Newsletter Friday, November 22

OpenAI’s turbulent month continues, with a series of stories highlighting how the company has pressured departing employees over tech’s most precious commodity: stock.

A Vox story on Saturday said the company could take back vested equity if departing employees did not sign a non-disparagement agreement.

Equity often makes up the majority of tech employees’ compensation packages. They trade relatively lower starting salaries for big upside potential years later — if a company makes it big, their equity could be worth millions of dollars.

“For a company to threaten to claw back already-vested equity is egregious and unusual,” California employment law attorney Chambord Benton-Hayes told Vox.

On Saturday, OpenAI CEO Sam Altman said on X, “Vested equity is vested equity, full stop.”

A new Vox story questions the CEO’s tweeted claim that he “did not know this was happening.” Wednesday’s Vox report cites unnamed former employees and leaked OpenAI documents.

An April 10, 2023 document seen and published by Vox on Wednesday shows that Altman signed incorporation documents for the holding company that handles OpenAI’s equity.

The document, in Vox reporter Kelsey Piper’s words, “contains multiple passages with language that gives the private company near-arbitrary authority to claw back equity from former employees or — just as importantly — block them from selling it.”

Compensation packages in the tech industry, especially at startups, often include shares of equity and provisions around how investors, including employees, can sell their shares before a company goes public. Startups typically want to manage who owns pieces of equity.

Employee told not signing could impact equity

Vox noted that OpenAI’s type of NDA was unusual.

Separation agreements with the NDA language were signed by OpenAI execs, including general counsel and chief strategy officer Jason Kwon. Vox reported that Kwon apologized internally for the language in the documents, which had been standard since 2019, saying, “The team did catch this ~month ago. The fact that it went this long before the catch is on me.”

Altman on Saturday said on X that OpenAI had never clawed back anyone’s equity and will not do so, even if employees don’t sign a non-disparagement agreement.

“This is on me and one of the few times i’ve been genuinely embarrassed running openai; i did not know this was happening and i should have,” he posted on X.

On Wednesday, an OpenAI spokesperson told Business Insider:

As we shared with employees today, we are making important updates to our departure process. We have not and never will take away vested equity, even when people didn’t sign the departure documents. We’ll remove nondisparagement clauses from our standard departure paperwork, and we’re releasing former employees from existing non-disparagement obligations unless the nondisparagement provision was mutual. We’re communicating this message to former employees. We’re incredibly sorry that we’re only changing this language now; it doesn’t reflect our values or the company we want to be.

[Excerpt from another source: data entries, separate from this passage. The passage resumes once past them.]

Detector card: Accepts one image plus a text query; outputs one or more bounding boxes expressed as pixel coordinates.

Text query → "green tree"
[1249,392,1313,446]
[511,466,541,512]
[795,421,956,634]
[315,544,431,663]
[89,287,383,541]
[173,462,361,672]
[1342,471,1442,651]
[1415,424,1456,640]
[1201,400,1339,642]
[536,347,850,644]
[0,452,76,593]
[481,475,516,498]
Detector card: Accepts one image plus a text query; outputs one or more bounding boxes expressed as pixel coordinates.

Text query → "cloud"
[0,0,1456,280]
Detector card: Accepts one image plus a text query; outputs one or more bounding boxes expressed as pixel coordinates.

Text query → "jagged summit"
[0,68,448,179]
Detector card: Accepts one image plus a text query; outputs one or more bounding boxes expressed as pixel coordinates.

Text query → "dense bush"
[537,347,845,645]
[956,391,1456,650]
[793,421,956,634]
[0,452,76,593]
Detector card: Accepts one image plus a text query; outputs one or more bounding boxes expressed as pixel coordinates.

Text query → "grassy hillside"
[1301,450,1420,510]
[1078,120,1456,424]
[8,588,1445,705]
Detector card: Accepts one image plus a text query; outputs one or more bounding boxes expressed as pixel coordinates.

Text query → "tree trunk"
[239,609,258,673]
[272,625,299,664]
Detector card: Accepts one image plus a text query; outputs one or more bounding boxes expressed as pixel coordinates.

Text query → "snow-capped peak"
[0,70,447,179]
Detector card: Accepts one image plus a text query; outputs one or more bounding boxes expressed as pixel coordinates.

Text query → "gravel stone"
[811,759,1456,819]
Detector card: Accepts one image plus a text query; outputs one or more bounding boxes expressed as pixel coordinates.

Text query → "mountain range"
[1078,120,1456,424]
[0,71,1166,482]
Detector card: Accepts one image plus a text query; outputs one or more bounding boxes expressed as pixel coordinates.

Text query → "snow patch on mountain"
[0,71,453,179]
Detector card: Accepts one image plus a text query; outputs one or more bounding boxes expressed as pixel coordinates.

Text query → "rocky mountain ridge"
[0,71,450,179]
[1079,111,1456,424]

The Vox report said some former employees were given seven days to sign their separation agreements. OpenAI pushed back against at least two employees who asked for more time to review the agreement, Vox reported.

Not signing “could impact your equity,” OpenAI told one of them, per Vox.

OpenAI has had a rough week following a well-received demo of its new model GPT-4o. On Monday, it was revealed that Altman had asked Scarlett Johansson to voice OpenAI’s new assistant and she declined. Still, last week’s demo immediately drew comparisons between the since-pulled “Sky” assistant voice and Johansson’s. She is retaining legal counsel.

This Sky incident, multiple high-profile departures, the dissolving of the company’s Superalignment team, and the Vox reports have led to questions about the running of the company that is at the forefront of building potentially world-upending AI technology.